April 12, 2014

senior year,
last year of high school.

i still cant believe this will be the last year of my high school days. my last year to goof around in class with my friends, my last year to wear the school uniform, my last year to take silly selfies with my classmates, my last year of waking up as early as 5am just to catch the bus and head for school. senior year, wow. i know this is so cliche but it felt just like yesterday i was a 13 year old girl who just got into high school and was already so excited, so eager to graduate, to go to college, to grow up. only now do i realize, i dont want any of that, i dont want to grow up, i dont want the responsibilities of an adult. ive always wanted to grow up my whole life, to go to college where i thought would absolutely be more thrilling and fun then high school

i like sitting alone and just observe people, not in a creepy way but you get me here kan. how we'd come to school with our sleepy faces, slightly annoyed with the fact that we have to wake up early, probably missed out breakfast because of the early schedule, like i always do. heading to class, saying hi and smiling to the people you meet at the corridors, even though they didnt smiled back, like i always experience.

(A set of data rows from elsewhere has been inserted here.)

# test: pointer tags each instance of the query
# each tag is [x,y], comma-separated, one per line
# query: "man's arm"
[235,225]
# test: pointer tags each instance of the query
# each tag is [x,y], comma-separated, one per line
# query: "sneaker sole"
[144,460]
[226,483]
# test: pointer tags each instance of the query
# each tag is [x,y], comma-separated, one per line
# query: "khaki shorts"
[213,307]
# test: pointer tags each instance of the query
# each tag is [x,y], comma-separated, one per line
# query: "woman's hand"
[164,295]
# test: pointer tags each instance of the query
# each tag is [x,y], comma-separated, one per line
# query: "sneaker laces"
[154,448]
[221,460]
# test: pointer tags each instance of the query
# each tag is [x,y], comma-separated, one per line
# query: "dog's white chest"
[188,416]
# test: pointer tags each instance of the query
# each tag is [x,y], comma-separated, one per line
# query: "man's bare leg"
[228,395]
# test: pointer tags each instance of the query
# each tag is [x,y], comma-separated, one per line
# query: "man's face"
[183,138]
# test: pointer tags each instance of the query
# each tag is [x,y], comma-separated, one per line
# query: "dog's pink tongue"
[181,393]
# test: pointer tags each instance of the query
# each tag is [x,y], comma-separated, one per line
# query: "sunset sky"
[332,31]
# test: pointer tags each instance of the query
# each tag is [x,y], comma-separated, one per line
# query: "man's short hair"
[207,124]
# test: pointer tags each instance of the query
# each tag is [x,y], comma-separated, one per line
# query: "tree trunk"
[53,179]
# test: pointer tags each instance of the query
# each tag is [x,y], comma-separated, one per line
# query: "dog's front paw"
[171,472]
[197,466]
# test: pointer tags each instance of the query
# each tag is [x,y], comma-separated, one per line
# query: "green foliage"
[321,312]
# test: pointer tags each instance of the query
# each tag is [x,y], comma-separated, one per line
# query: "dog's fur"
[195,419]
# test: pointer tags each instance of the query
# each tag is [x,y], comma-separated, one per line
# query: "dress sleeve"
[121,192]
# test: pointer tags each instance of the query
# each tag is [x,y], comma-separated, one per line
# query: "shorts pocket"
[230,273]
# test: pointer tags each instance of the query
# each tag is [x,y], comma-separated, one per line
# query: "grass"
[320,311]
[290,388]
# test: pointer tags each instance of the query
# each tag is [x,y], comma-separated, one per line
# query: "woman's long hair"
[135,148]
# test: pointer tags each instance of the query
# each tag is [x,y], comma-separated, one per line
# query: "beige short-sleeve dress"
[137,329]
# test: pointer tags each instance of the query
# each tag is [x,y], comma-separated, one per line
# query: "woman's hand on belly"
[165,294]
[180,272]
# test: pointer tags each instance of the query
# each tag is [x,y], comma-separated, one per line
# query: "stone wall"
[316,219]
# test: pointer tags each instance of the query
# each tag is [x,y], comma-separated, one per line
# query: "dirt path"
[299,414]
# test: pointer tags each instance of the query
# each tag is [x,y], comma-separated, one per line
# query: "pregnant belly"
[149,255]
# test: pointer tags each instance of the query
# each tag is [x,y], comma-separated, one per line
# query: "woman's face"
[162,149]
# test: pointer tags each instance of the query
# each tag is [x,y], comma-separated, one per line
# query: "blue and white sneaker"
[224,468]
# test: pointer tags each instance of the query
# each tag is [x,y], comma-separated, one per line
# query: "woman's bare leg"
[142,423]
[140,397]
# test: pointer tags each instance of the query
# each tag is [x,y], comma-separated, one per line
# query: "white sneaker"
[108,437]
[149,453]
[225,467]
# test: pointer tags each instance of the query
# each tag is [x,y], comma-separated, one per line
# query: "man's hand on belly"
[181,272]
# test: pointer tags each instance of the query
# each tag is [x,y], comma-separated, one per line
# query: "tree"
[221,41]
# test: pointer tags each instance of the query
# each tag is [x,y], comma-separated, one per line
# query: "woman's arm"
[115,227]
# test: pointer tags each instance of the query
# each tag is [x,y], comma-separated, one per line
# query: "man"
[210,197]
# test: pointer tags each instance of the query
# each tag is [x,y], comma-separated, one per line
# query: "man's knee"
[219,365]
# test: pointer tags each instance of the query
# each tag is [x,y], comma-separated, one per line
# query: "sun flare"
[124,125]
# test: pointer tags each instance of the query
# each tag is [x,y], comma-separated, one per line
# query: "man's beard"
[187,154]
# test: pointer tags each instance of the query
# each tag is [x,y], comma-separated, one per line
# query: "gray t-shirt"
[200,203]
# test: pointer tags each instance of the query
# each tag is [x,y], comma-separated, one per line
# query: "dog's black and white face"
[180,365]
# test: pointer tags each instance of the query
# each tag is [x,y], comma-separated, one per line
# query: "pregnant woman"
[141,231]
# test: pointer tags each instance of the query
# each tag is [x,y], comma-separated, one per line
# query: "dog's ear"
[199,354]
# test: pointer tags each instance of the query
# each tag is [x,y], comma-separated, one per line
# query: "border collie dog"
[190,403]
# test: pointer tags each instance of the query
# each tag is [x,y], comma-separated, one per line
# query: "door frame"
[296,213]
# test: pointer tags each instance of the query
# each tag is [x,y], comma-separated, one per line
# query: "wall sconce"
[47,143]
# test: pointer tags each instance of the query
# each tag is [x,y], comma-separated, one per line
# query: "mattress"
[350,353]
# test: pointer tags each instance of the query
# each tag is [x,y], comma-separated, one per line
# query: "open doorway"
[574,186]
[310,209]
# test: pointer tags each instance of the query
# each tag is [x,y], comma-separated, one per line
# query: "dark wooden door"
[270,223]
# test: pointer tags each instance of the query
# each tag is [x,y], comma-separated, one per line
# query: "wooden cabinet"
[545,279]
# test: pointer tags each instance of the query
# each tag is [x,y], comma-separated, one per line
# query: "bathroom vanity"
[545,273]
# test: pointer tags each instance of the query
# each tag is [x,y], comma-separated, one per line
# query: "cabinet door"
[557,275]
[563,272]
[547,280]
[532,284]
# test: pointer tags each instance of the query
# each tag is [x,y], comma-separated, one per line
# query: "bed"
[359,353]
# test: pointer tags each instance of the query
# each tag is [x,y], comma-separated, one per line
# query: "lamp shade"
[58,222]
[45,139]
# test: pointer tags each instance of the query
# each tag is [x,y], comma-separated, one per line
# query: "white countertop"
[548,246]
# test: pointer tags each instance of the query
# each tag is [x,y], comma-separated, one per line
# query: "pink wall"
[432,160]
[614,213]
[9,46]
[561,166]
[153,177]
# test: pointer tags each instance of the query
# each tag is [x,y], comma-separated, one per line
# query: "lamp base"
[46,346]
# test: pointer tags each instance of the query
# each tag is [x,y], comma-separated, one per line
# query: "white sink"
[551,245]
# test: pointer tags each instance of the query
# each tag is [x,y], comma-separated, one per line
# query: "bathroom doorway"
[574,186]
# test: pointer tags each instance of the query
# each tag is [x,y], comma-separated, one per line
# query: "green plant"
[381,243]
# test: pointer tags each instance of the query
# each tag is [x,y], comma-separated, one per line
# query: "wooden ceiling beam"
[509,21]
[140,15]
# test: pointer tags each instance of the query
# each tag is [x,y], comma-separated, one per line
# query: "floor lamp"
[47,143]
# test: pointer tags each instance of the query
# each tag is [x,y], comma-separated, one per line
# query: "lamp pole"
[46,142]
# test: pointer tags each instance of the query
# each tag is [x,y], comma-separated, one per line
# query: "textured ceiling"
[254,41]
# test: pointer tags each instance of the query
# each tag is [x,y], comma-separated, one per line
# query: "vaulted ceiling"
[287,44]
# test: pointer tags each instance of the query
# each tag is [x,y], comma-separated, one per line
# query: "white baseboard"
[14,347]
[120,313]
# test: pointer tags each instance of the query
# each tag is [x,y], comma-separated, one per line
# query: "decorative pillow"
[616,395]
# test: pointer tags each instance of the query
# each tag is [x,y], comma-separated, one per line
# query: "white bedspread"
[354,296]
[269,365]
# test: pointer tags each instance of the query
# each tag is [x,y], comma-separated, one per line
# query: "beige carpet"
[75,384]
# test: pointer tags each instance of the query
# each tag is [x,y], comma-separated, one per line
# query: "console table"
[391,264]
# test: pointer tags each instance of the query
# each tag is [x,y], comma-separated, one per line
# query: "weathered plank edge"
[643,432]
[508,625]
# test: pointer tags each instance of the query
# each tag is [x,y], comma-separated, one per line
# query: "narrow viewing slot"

getting ready for the next class, laughing and asking your classmates about the homework you didnt do last night, fangirling with your friends over hot korean boys. its scary how i hold on to these small things, these small things that will make me miss high school terribly. lets just put aside the exams and the monday blues and the annoying teachers with their tons of homework. put aside all of that then youll realize high school isnt that bad, with those drama queen girls, annoying loud boys, youre gonna miss all of that, trust me, i have been there before.

everytime i tell someone how im gonna miss school, they give me this weird look, probably shocked as to why in the world would i miss high school kan. they just dont get it, i guess no one would. so i just remain quiet and let only i myself, experience these feelings.